No!” I bellowed, swatting her away.

Then I went to digging.

Amidst the Darjeelings, I found it in a simple bag. I could think of no better way to celebrate a Scoopaversary than with a new, never-before-seen black tea. It was brewin’ time.

The leaves for this were…simply beautiful.

Black leaves

Typically, hand-crafted teas come in two varieties – largely un-tampered with and just “there”, or beautiful/thoughtfully pressed. This was the latter. So much care seemed to be put into the visual presentation – like an oolong, only twinier. The aroma was similar to Doke’s other semi-oxidized offering – their Rolling Thunder oolong – only more robust. There was a malty/woodsy underpinning along with a Dian Hong-ish peppery profile. Very unusual for an Indian tea.

I had absolutely no idea how to brew this one, to be honest. There weren’t any pre-made brewing instructions on the Lochan Tea site for it, and there weren’t any other bloggers’ prior notes to go off of. This was new territory, folks. New tea, new approach. So, I chanced a typical, touchy black tea approach – 1 teaspoon in li’l Scoopy, a 6oz. steeper cup, boiled water, and a three-minute steep.

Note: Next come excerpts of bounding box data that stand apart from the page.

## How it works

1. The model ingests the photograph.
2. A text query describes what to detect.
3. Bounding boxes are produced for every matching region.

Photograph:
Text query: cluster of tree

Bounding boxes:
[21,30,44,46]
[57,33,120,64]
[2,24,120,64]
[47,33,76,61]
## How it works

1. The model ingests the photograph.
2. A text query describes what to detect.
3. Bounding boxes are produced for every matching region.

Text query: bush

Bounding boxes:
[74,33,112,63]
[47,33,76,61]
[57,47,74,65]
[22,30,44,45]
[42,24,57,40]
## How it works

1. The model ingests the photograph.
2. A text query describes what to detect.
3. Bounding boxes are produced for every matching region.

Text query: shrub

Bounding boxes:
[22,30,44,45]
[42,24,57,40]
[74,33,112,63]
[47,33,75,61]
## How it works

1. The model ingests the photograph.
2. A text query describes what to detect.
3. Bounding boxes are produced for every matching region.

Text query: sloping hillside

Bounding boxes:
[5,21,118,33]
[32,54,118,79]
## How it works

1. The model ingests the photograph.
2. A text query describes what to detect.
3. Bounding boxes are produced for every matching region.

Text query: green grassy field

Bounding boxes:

The liquor brewed light-to-medium amber – a very oolong-y color. Aromatically, the cuppa steam was nutty, slightly earthy, and possessed the malty presence I was expecting. Not unlike the Doke Rolling Thunder in this regard.

As for taste?

It was like someone took a Malawi-grown black tea and drenched Bihar’s soil with it. And the bushes that this black tea sprang from ended up with that profile, plus a Darjeeling/Assam hybrid presence. This was unlike any other Indian tea I’d ever tasted. For a first flush tea, it had a second flush body with an autumnal flavor kick. “Nutty,” in both definitions of the word. As far as experiments go, this was great right out of the starting gate.

brewed

My only regret is that I didn’t have more to play with. Luckily, the teaspoon of leaves I’d used lasted two more infusions. Each with their own flavor profile of revolving nuts and malt. My hat (if I was wearing one) goes off to the Lochan family. This is probably my favorite of their excellent pantheon of Doke-grown wares.

I couldn’t think of a better tea to commemorate Scoopy’s “birthaversary” with.